The cultural funeral customs observed that day were interesting indeed, but the most astonishing part of my journey was not the cremations or funeral ceremonies. It was what remained quietly hidden in the background, on the outskirts of all the ritual smoke and ceremonial allure. It was the people who had traveled to Varanasi and were waiting to die. Many of those “pilgrims” as they were called had travelled to Varanasi many years earlier, believing that their final good work of dying in the “holiest Hindu city” and being “sent off through the most sacred river,” would guarantee them a higher rebirth in the eternal lifecycle of reincarnation or “samsara.” Sitting along the banks of the river, some people had been waiting to die for over a decade, living as beggars for their daily sustenance, believing their deaths were days away. As if waiting for a train to nowhere, these people were hoping to die quickly in order to move on to the next stop on their way to an eternal paradise.

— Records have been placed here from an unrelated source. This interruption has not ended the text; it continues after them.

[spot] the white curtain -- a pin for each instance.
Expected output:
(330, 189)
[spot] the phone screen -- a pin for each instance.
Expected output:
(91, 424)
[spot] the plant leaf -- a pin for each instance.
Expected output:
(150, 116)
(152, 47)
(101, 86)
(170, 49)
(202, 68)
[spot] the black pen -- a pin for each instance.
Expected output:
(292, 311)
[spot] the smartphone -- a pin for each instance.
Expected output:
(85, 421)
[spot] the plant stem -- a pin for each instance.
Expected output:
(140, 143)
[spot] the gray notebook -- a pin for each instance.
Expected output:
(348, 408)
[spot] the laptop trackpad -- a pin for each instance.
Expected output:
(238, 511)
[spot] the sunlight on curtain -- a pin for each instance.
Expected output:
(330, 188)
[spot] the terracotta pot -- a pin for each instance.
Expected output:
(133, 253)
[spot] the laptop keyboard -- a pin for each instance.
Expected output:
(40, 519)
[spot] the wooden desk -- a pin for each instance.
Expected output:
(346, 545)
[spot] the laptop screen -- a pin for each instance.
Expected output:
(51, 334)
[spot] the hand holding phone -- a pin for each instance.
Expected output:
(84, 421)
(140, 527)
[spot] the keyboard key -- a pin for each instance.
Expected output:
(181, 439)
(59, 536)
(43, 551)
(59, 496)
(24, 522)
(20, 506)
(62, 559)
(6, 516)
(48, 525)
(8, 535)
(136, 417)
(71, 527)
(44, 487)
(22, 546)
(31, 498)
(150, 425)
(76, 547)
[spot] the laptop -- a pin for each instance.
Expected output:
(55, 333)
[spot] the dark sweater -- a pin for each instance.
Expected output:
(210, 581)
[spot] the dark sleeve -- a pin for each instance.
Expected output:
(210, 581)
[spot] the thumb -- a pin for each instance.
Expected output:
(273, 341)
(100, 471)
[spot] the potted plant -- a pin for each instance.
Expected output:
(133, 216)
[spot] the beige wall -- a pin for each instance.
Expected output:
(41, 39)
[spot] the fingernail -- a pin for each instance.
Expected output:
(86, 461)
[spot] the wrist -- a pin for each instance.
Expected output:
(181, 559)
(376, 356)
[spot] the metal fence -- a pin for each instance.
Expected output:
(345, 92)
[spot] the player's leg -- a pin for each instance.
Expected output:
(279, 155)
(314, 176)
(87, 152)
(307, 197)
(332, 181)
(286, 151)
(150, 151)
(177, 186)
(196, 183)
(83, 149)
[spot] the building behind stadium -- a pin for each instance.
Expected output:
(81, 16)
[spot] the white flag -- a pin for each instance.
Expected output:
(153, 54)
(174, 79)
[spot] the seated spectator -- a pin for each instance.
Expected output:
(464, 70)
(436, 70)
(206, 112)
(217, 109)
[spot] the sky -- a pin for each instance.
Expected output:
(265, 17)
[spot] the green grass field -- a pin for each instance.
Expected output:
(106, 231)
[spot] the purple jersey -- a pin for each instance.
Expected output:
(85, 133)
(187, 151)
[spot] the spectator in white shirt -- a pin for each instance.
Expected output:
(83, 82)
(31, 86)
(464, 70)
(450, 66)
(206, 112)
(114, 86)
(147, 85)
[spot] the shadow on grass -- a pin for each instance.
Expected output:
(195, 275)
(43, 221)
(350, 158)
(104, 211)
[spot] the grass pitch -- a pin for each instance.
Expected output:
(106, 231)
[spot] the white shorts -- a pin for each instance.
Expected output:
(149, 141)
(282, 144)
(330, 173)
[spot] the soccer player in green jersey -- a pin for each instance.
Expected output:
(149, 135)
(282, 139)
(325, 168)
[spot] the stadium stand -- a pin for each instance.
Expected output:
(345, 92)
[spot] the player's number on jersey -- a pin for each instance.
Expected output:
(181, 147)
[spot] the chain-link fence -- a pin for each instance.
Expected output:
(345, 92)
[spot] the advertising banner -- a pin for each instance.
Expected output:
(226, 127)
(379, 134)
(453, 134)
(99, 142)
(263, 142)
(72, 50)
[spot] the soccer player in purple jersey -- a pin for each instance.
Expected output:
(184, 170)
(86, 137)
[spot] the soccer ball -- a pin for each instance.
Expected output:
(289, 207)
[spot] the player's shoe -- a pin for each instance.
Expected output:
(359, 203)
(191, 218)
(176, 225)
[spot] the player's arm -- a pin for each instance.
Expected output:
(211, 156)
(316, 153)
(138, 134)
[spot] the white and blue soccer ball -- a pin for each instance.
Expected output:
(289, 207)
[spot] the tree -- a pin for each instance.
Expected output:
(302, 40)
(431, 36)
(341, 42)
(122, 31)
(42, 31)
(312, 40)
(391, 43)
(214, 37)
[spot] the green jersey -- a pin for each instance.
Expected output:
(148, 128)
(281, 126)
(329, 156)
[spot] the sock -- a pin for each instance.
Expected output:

The liberal theorist and British philosopher Thomas Hobbes correctly said that “hell is truth seen too late.” Like those people leaving this life at Varanasi, many people are finding out the truth too late. Much like these, they are like the misguided believers at Varanasi. Many will breathe their last breaths and leave this earth without ever knowing the way, the truth and the life that is Jesus Christ (John 14:6, NASB). Dwight Moody once said “I cannot preach on hell unless I preach with tears” and there must certainly be compassion in the way this story is told. But the Bible makes it clear that every soul that departed from Varanasi without knowing and trusting in Jesus Christ as his or her Savior, never made it to the heaven they were so eagerly hoping for.
The same is true for people in the United States today. Many people in our local churches, go through the motions but do not truly know Jesus. They, too, will not enter the kingdom of God. With that in mind, let those of us who do know the way, the truth and the life that is Jesus Christ, share the joy and certainty of salvation with others, that others also may enter the kingdom of heaven.